Hasta el año pasado, Tshering Penjore, de 34 años, era guardaespaldas de Jigme Khesar Namgyal Wangchuck, príncipe heredero de Bután, hoy convertido en el quinto rey de ese país. Pero cuando un amigo sugirió, en abril de 2006, que el amante del cine escribiera un guión, no se pudo resistir. Sólo había un problema: Penjore nunca había visto un guión.
Sin escuelas de cine en Bután, recurrió a Internet. Bajó el guión de “La gran estafa”, estelarizado por George Clooney y Brad Pitt, estudió detenidamente la estructura de la trama y escribió el suyo.
Aunque ese filme aún aguarda su estreno, Penjore se ha visto inundado de ofertas. En los meses que han pasado desde entonces, ha escrito siete guiones.
La historia de Penjore es típica de la creciente industria fílmica de Bután, que hasta muy recientemente se había aislado del resto del mundo, por elección propia. El año pasado, se produjo un récord de 24 películas en el pequeño reino, de 700 mil habitantes; en 2003, el total fue de sólo seis. El único cine en Thimpu, capital de Bután, ya está reservado para los próximos nueve meses.
Las restricciones de presupuesto obligan a los cineastas a usar tecnología digital en lugar de película fotográfica, y casi todos los actores son autodidactas. Pero los directores producen películas al vertiginoso ritmo de cuatro por año.

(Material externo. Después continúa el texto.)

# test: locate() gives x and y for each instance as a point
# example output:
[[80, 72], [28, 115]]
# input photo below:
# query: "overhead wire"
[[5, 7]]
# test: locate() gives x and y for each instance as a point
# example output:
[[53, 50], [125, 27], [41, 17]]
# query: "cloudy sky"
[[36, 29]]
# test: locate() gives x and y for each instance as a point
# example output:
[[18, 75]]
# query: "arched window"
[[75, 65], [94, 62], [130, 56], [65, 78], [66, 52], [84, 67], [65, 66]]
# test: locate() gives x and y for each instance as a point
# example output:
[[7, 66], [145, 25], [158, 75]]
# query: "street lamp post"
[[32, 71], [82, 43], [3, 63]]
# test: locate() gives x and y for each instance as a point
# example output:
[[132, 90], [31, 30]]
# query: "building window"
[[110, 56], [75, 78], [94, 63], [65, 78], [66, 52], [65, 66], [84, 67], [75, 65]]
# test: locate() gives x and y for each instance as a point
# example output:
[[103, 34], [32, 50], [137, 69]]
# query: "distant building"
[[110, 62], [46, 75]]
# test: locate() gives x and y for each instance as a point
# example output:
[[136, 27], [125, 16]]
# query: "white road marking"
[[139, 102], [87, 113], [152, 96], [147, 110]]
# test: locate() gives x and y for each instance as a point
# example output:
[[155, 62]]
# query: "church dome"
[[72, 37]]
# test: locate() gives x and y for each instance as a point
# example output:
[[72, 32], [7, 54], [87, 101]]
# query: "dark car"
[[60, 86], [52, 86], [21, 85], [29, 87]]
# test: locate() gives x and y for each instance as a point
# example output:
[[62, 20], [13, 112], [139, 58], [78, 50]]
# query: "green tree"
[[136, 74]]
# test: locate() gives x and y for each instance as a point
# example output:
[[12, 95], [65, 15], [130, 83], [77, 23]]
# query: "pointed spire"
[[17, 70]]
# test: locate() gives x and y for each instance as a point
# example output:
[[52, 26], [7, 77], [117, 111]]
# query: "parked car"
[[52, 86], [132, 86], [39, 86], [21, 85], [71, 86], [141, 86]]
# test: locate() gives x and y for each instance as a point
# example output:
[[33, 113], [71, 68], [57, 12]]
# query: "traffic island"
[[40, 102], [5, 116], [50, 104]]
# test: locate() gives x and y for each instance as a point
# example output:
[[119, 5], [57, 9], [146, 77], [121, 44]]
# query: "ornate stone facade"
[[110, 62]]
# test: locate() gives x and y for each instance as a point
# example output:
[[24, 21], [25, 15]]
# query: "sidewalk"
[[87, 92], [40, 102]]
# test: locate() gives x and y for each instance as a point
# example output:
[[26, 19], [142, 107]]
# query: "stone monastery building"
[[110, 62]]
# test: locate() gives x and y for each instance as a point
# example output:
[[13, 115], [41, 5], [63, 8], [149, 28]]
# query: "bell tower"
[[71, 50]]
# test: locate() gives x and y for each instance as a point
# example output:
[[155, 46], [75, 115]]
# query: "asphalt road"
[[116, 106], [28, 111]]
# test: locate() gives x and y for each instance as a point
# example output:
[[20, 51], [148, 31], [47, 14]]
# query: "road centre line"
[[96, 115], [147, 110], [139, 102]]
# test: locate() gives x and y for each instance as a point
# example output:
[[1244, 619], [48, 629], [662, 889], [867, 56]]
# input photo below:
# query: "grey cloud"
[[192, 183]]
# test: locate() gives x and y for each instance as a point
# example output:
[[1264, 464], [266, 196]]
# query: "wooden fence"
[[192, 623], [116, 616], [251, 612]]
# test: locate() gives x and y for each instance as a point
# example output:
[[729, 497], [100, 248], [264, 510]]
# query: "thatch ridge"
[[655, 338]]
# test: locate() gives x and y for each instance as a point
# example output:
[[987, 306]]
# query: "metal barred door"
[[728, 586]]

Rodeado por los dos países más poblados del mundo, India y China, Bután ha conservado agresivamente su identidad cultural budista gracias al aislamiento.
Frecuentemente llamado el reino ermitaño del Himalaya, Bután tiene una carretera nacional, un aeropuerto, una línea aérea y tres periódicos que se publican una vez a la semana.
Pero la tecnología ha trastocado la política de puertas cerradas de Bután, en la última década. La televisión llegó en 1999 e Internet poco después. El año próximo, el país cambiará de ser una monarquía absoluta a una democracia parlamentaria.
“El cine ya tiene una fuerte influencia en la cultura y el comportamiento del público en general”, afirmó Kinley Dorji, director editorial de The Kuensel, periódico propiedad del gobierno. “Ha creado nuevos héroes y nuevos valores”.
El país sólo tiene seis cines y todos necesitan ser renovados. Kalden Sonam Dorji, el único actor butanés que trabaja en el cine indio, describió al cine principal del país, el Luger, como “infestado de pulgas y lleno de ratas, con asientos destrozados cubiertos de escupitajo de paan (mezcla de tabaco, lima y un tipo de nuez)”.
Para llegar al público rural, los cineastas usan camionetas que tienen instalados proyectores digitales, reproductores de DVDs y generadores.
Los presupuestos para las películas son pequeños, la mayoría entre los 37.500 y los 75.000 dólares.
“En Bután no había actores de tiempo completo, porque la actuación no era considerado un empleo”, comentó Rinchen Namgay, actor con diez películas en su haber. “Ahora tenemos actores de tiempo completo, aunque, en realidad, nadie ha estudiado actuación. Todo lo que hacemos es experimental”.
Hay preocupaciones de que los filmes butaneses, que sin reparos se derivan de Bollywood, Hollywood y el cine coreano, podrían diluir la cultura tan laboriosamente conservada.
Los realizadores sostienen lo contrario. Al crear películas locales, han echado fuera a los filmes extranjeros.
“Ayudamos a nuestro país y conservamos nuestra identidad y nuestra cultura”, dijo Tshering Wangyel, uno de los directores más importantes de Bután.